When I train model dicl: The error is this RuntimeError: The expanded size of the tensor (1) must match the existing size (0) at non-singleton dimension 3. Target sizes: [1, 32, 5, 1]. Tensor sizes: [32, 5, 0]

hmorimitsu commented 1 year ago

I want to know where can I see the metrics of the test of these model? I can only see metrics like epe, px1 of train in tensorboard

By default, validation is run at the end of every epoch of training. So you should see the validation metrics as well.

Did you configure the datasets.yml file to point to the validation datasets?

hmorimitsu commented 1 year ago

When I train model dicl: The error is this RuntimeError: The expanded size of the tensor (1) must match the existing size (0) at non-singleton dimension 3. Target sizes: [1, 32, 5, 1]. Tensor sizes: [32, 5, 0]

Thanks for reporting. I'll take a look later to see what's wrong.

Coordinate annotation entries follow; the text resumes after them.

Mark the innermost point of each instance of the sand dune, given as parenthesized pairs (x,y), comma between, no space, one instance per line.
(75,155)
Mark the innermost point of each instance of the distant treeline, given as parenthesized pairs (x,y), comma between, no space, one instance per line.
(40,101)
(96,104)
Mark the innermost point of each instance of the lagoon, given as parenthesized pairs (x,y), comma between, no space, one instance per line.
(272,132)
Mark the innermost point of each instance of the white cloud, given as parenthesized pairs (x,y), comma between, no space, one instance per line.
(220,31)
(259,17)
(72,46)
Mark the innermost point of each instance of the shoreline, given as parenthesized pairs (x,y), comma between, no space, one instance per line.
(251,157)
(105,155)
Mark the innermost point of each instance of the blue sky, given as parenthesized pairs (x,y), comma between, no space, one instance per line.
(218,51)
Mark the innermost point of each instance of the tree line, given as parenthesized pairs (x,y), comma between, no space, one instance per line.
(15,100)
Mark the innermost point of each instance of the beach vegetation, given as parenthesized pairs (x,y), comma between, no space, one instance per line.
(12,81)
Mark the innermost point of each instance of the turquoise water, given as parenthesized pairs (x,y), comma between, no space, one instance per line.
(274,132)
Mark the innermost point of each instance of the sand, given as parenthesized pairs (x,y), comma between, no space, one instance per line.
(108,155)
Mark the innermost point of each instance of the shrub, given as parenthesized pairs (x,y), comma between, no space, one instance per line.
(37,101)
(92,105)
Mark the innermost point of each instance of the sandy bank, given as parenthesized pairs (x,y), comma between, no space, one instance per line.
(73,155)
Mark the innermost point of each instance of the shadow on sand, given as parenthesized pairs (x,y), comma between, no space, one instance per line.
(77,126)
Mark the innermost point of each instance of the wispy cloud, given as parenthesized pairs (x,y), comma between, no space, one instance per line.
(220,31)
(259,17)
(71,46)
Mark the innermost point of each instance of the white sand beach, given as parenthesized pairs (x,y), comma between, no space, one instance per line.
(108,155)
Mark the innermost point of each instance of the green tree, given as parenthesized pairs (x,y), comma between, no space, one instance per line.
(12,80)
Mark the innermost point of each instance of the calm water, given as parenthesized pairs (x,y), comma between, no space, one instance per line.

coufin commented 1 year ago

Can you tell me the difference between epe and loss?

hmorimitsu commented 1 year ago

EPE is just a value (the Euclidean distance), while the loss is the signal that drives the training. EPE could be used as the loss signal, but so could other values as well.

coufin commented 1 year ago

I want to know what is the signal of loss in the models, and why if epe used as loss signal why they are different?

coufin commented 1 year ago

If I want the x-axis change to epoch from batch in tensorboard, What should I do?

coufin commented 1 year ago

epe_epoch

hmorimitsu commented 1 year ago

Sorry, but I'm not sure. The logging is handled by Pytorch Lightning, so you can try to see their docs to find how to change it.